CDC’s 2-Year Data Plan Eyes End-of-Year Milestones
The agency’s new data and technology office’s director is harnessing challenges for new opportunities in public health.
The Centers for Disease Control and Prevention (CDC) is nearing the end of the first of a two-year plan that addresses gaps in public health data and improve public health decision-making.
“There’s such a great opportunity in public health — a need to advance the way that we exchange data,” said Dr. Jennifer Layden, director of the new Office of Public Health Data, Surveillance, and Technology (OPHDST) charged with executing the plan, at last week’s Health IT Summit.
The plan, called CDC Moving Forward, comes with a set of milestones through 2024 that is taking on various pieces within an overall transformation for the way data is captured and shared across the public health ecosystem. The impetus came during the COVID-19 pandemic when the health ecosystem wasn’t equipped to provide the immediate and accurate data for a public health crisis.

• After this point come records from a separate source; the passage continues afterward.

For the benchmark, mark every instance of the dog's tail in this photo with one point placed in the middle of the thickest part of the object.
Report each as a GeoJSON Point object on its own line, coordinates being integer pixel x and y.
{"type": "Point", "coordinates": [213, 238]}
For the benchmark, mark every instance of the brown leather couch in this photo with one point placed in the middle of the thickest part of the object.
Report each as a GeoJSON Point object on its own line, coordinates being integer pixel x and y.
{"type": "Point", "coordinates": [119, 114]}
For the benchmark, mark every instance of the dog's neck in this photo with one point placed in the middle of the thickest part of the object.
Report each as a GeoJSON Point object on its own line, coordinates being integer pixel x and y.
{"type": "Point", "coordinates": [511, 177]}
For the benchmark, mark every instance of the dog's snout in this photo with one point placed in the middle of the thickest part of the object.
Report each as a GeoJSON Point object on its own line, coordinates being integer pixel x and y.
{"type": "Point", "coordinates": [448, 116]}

“I saw it, working on the clinical side, and the challenges of reporting to public health. I felt it at the state and city level when we were relying on data and really often had boxes or faxes of content that we had to dig to get to, to really inform some of the critical action,” Layden said.
Some of the plan’s goals outline steps to increase interoperability and create systems that are no longer siloed and improve communication.
“We are at a transformative moment to bring together the technology, the leadership, the resources to actually make the capabilities we need to keep Americans safe going forward,” said Dylan George, director of operations for the CDC’s Center for Forecasting and Outbreak Analytics, at a panel during the HIMSS conference in April. “We are in this transformational moment to build the better data, the better analytics for that better response.”
Previously, the agency relied on multiple systems to coordinate data strategies, but now the office will lead a coordinated strategic public health data strategy in a a co-leadership model.
“Bringing in folks from private health IT expertise to have public health experts and technology data science experts help to lead the critical work that we need to undertake in public health,” Layden said.
Amid these efforts come with challenges. Layden said one is alignment across not only CDC, but also with its jurisdiction partners.
“Much of the information and control, and really authority, lies within state and local health jurisdictions. We like to yell at the CDC a lot … but the reality is, they can only give us back information that they’re able to get in,” said Dr. Anne Zink, chief medical officer at the Alaska Department of Health at a panel during HIMSS in April. “It’s going to take all of us to solve this problem.”
So far, Layden said the agency has seen great progress with one of its milestones around automated electronic case reporting (eCR). By the end of 2023, the agency is targeting 32 jurisdictions to ingest eCR data into disease surveillance systems.
“Before COVID we had less than 200 health care facilities that could send these electronic case reports. We now have over 28,000 facilities, and we’re fortunate that partners, for example at CMS, are helping to incentivize that reporting,” Layden said. “It’s setting out these very concrete milestones.”